Some examples of how you may want to subset, filter, or sort this lesson's dataframes: 

| Modification | World Cup dataset | Gapminder dataset | Film Dialogue dataset |
| :- | :- | :- | :- |
| **subset / filter** | create a df including only the 21st century men's World Cup champions | only review data from a set number of countries **or** for set range of years | keep only "title", "gender", and "proportion_of_dialogue" columns **or** only include data for film dialogue spoken by a character over 50 years old  |
| **sort** | Sort dataframe by year, but this time in ascending order | sort dataframe by life expectancy in 2007, in descending order | sort df by proportion of dialogue |



In [None]:
film_df.head(10)

### Vb.
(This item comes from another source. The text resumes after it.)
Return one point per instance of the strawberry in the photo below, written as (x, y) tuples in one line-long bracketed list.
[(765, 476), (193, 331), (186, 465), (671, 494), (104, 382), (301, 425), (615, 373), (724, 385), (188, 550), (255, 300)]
Subsetting / Filtering



13. We can create data subsets by using the same slicing functions described in Part IV and saving them as new dataframes. For example:

In [None]:
wcup_last5 = wcup.iloc[:5,]
wcup_last5
# note, the head function can accomplish the exact same thing
#i.e. wcup_last5 = wcup.head()

<div class="alert alert-success" role="alert"><p style="color:green">13b. Let's take a look at the film_df again by using the .head() method.</p></div>

In [None]:
film_subset = film_df[['release_year', 'title', 'proportion_of_dialogue']]
film_subset.head()

# notice: in the 1st line of code above, we not only selected 3 columns to keep but we also re-arranged their order!

In [None]:
#note: this does the same as above, only this time using the .loc[] method
film_subset = film_df.loc[:,['release_year', 'title', 'proportion_of_dialogue']]
film_subset.head()


14. We can drop specific columns using the **.drop()** method for Pandas dataframes. For example, if we want to drop the "Host" column from our World Cup dataset, we could run the following:

In [None]:
print(wcup.shape)
print(wcup.head(2))
wcup2 = wcup.drop(columns = "Host")  #note: we need to add "wcup2 =" to save the changes to our original wcup dataframe as "wcup2"
                                    ##you could also just replace the original "wcup" by writing wcup = wcup.drop(...)
                                    ## however, often it is helpful to keep both the original, full dataframe and the smaller, subsetted one
print(wcup2.shape)
print(wcup2.head(2))

There are many different ways to drop specific columns or rows using .drop(). See the [Pandas 2 Constellate lesson](https://lab.constellate.org/monist-language/notebooks/tdm-notebooks-2023-04-19T18%3A59%3A16.317Z/pandas-2.ipynb) for some additional examples.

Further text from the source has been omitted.